Thats a question that will garner many different answers. I would add the potash at the time of planting and I would lightly till it in after you do your final till but just before you put down seed. Good luck.
 
The best time to lime or fertilize plots (in most cases) is yesterday. Only exceptions I can think of would be not fertilizing trees or crops late fall so they go dormant instead of putting out new growth. Urea I believe needs rain soon after spreading to be affective, but I have never used it personally.
 
Lime takes much longer to have an impact than fertilizers do.....so the sooner you get it in the soil the better. Fertilizer on the other hand will be made available to any and all plants that are actively growing......so if you spread early and then wait to plant.....your just feeding the weeds.
 
However all plots were very low in potash. So my question is that if I want to start the tilling process now with lime... can I add 0-0-60 now with the lime and plant later or should I mix that in with other fertilizer when tilling/planting date comes?

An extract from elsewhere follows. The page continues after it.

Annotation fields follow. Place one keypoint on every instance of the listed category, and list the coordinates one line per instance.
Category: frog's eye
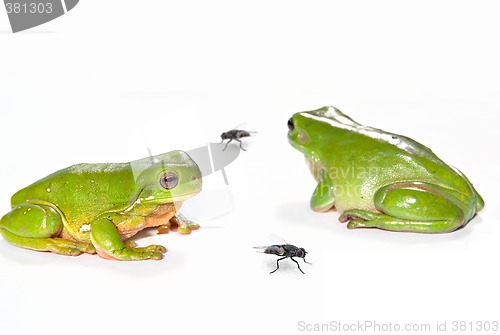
(169, 180)
(291, 127)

Potassium is rather immobile in the soil, it does not leach down like Nitrogen does. Yes, till the 0-0-60 in with the lime, then it will be in the root zone where the plants can utilize it as it breaks down. You could also till in some gypsum as a sulfur source. ;) Your nitrogen and phosphorus you can put down at planting time.
 
Some soils leach potassium fairly readily. Others do not. I think those that do not far outnumber those that do. You lime and fertilizer when your soil test says you should, when there are extra dollars or availability on the credit card, and when the time is on your side.
 
Lime takes much longer to have an impact than fertilizers do.....so the sooner you get it in the soil the better. Fertilizer on the other hand will be made available to any and all plants that are actively growing......so if you spread early and then wait to plant.....your just feeding the weeds.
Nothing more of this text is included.